44. Stellate ganglion is made up of inferior cervical ganglion fused with T1, located anterior to transverse process of C7 or T1. The stellate ganglion contains sympathetic nerves to the face and arm. A typical stellate block to anterior process of C6 will cause Horner's syndrome (ptosis, miosis, nasal stuffiness, scleral hyperemia) with sympathetic block of the face. Temperature rise in the arm is required to insure that the block as affected the upper extremity.

45. Correctly done stellate block results in phrenic nerve and recurrent laryngeal nerve blockage.

51. In older people, SV increases while HR and CI decreases. This makes sense because pulse pressure increases in older people and pulse pressure approximates SV.
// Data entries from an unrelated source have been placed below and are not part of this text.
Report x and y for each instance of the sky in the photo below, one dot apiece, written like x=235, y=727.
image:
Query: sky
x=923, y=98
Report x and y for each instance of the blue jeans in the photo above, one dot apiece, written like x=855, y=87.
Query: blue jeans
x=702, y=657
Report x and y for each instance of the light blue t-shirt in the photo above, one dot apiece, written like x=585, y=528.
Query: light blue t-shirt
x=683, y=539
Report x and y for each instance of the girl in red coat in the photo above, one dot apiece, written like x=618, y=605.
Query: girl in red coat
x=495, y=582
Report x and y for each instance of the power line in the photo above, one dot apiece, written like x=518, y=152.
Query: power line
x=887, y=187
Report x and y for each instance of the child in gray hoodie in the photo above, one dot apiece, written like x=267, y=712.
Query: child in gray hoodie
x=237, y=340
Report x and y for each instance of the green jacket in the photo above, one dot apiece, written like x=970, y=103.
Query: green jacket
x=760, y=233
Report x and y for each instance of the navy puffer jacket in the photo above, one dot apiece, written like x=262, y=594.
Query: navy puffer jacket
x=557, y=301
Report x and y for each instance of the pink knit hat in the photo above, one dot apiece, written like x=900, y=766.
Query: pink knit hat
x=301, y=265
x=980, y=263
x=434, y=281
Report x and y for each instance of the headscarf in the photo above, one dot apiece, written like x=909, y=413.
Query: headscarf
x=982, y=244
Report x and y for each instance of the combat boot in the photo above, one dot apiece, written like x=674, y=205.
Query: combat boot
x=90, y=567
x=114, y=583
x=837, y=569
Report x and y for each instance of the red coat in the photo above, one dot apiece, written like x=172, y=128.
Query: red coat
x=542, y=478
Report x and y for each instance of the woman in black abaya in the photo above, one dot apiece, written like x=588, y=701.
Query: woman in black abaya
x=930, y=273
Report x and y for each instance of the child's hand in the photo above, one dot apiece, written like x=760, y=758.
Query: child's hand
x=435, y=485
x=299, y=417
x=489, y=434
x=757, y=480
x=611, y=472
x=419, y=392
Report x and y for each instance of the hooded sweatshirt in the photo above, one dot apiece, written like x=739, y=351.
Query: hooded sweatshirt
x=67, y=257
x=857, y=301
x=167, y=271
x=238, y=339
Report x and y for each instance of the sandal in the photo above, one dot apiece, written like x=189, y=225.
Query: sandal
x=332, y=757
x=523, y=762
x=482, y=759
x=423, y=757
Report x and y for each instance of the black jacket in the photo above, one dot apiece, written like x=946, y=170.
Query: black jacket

53. Glossopharyngeal block - extraoral approach - line drawn from angle of mandible to mastoid process. Styloid process lies below midpoint of this line. Hit styloid 3cm needle and walk off posteriorly, inject. Close to IJV and ICA. Accessory nerve and vagus nerve are more posterior. LA will block all 3 nerves.

56. Remifentanil in high doses can isolate epileptogenic areas but decreasing EEG activity in normal brain and increasing single and repetitive spike burst activity in epileptogenic areas.

63. Penile block consists of ring block or dorsal penile nerve block. The latter aims to anesthesize nerves deep to the fascial plane under Scarpa's fascia. Two injections lateral to the midline inferior to the symphsis pubis is required.

66. Croup vs epiglottitis. Croup is in younger kids (1 year) who barks and has low grade fever and triangle positioning. Epiglottitis is in older children without viral prodrome with higher temperature. Also the kid is drooling, dysphagia, and distress. Usually a muffled voice.

Croup rx - cool mist doesn't benefit, give corticosteroids, racemic epinephrine, heliox,

72. SvO2 decreases with pulm embolism, pulm edema, and MI (decreased CO). It increases with cyanide, hypothermia, and shunts or AV fistulas.

77. Suboxone is combination of buprenorphine/naloxone to be used sublingually. The Suboxone has very little absorption through this route but prevents abuse by IV.